How to Solve "Out of Memory" Errors in Pipedream

My team and I use Pipedream for all of our business’ automations and workflows. I’ve also pushed Pipedream to its absolute limits by building a workflow that transcribes uploaded audio files, summarizes them, and sends the transcript/summary to Notion.

It’s in building this workflow that I started hitting Out of Memory errors. It’s also the point at which I started tearing my hair out, particularly because Pipedream’s own documentation on this error is scant on details.

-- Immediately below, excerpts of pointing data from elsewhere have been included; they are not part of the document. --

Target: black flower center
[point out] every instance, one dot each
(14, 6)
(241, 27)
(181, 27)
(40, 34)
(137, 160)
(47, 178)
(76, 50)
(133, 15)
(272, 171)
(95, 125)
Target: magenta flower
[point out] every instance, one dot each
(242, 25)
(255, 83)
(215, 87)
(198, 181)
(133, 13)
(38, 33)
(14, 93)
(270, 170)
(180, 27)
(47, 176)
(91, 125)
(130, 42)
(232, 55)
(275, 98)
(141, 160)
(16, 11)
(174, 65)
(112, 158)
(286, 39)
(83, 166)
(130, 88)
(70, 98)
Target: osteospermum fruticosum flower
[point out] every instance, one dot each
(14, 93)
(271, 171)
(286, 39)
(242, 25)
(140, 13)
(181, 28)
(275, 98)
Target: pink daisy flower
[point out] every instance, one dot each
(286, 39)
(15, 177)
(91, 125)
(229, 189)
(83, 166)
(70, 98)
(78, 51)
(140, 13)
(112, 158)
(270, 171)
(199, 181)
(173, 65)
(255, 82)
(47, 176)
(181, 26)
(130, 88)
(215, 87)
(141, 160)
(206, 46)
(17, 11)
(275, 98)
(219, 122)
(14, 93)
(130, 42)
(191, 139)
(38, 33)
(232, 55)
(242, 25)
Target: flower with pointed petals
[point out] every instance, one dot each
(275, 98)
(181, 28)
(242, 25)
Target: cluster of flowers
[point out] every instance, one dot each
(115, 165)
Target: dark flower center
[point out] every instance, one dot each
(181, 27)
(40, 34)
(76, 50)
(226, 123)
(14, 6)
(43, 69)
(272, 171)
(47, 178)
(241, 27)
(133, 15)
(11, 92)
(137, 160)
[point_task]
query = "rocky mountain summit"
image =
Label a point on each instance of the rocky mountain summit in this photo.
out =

With much of my hair on the floor, I began a… very tedious… process of research and meticulous testing to figure out what actually causes these Out of Memory errors. Here’s what I’ve learned.

In summary:

Every step in a workflow spawns its own process, which adds to the memory load.
Importing NPM packages will increase memory load. Some packages are hefty.
You can monitor per-step memory use with node.js’ own process.memoryUsage() function.
There is no way to monitor the memory use of the entire workflow.
Writing your own code to combine workflow steps into fewer steps (ideally just one) will reduce memory use.
Native Pipedream no-code steps might be using inefficient code. Open Github issues in these cases.

Here’s a bunch of additional detail on these points, which I originally wrote on a whim in response to a question in their support forum.

First, yes, each step in a workflow invokes its own memory overhead. I’m not clear on what the baseline load is, but minimizing steps helps with memory use.

This can also make workflows run faster (and hence use fewer credits). I find that workflows with many steps often have a far greater total execution time than the sum of the times reported by each step. This inflates credit usage, but you can mitigate it by writing code that places all workflow functions in a single step.

You’ll have an easier time doing this with the CLI, which lets you build out entire app directory structures and get around the character limit in the in-app editor. This is exactly how Notion Voice Notes is built. It’s a “workflow” that consists of over 6,000 lines of active code across many files.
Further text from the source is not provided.